The discretionary spending amount is in "today's dollars," which means it's adjusted for inflation each year and it remains steady (there is no cash constraint or children in the home) even though income and fixed spending changes a lot.

The What-If Plan

Gina pursues an advanced degree to become a nurse practitioner

Toby and Gina then create a what-if scenario where Gina works part time for three years at half-salary and takes a new $100,000 salaried job in the 4th year. This plan results in a smooth discretionary spending level of $95,749 - far higher than $72,765 produced in their Base Plan.

A number of realistic adjustments must be made to model this plan correctly. Gina's employer contributes 10% of her salary to her retirement plan. These contributions are reduced from $5,000 to $2,500 for the period of three years while she's in school. After that, the contributions go up to $10,000 per year.
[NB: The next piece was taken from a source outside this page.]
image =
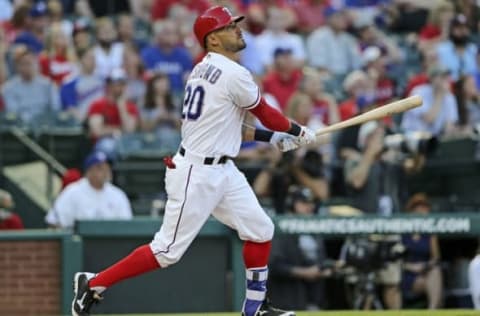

The cost of the Advanced Nursing program is $60,000. The repayment of this loan at 6% interest - beginning when she gets her new job - requires annual payments in nominal dollars of $7,421 annually for ten years.

How Does this Plan Work?

There are a number of factors in combination which result in a $22,984 annual raise in discretionary spending. Although there is a three-year, 50% cut in Gina's salary, and a $60,000 school loan to pay off, the increased salary over her lifetime supersedes these costs. Gina's employer retirement contributions are cut in the short term. But they increase significantly once she earns her new salary. Her Social Security benefit at her "full age of retirement" goes up from $26,198 to $40,375. Her retirement assets under the "advanced degree plan" accumulate to $562,705 in today's dollars the year before she retires. These assets would have been $320,006 if they elected the base plan.

(with the cash constraint)

The Bottom Line

The benefits of this strategy are obvious. If Gina succeeds in school and if the improved job comes through, the decision is worthwhile. Through the power of the dynamic programming in MaxiFi, they can make an informed decision regarding future earnings even in the current year. This is due, in large part, to the $150,000 in regular assets they would employ to bridge the gap until the new, higher salary begin. Again, the advantage is a lifetime discretionary spending of $95,749 compared to the base case of $72,080.

But what if they did not have this $150,000 in cash reserves but instead only $25,000?

In that case, their Base Plan would provide them a smooth $70,857 in discretionary spending, but their What If plan would take on some cash constraint. Specifically, in the What If plan, assuming their cash reserves were $25,000 instead of $150,000, they would experience a discretionary spending level of $68,033 for the first three years and then $95,046 for each year after. Even in this cash-constrained scenario, the three-year period where their discretionary spending is reduced by $2,824 a year is worthwhile in the longterm. The power of MaxiFi allows Toby and Gina to explore these and many other variations on this scenario.

But most importantly, the user is not comparing "theories" or "rules of thumb." MaxiFi provides accurate numbers to compare the real, annual impact on your living standard in order to understand certain household economic decisions like financial planning for education.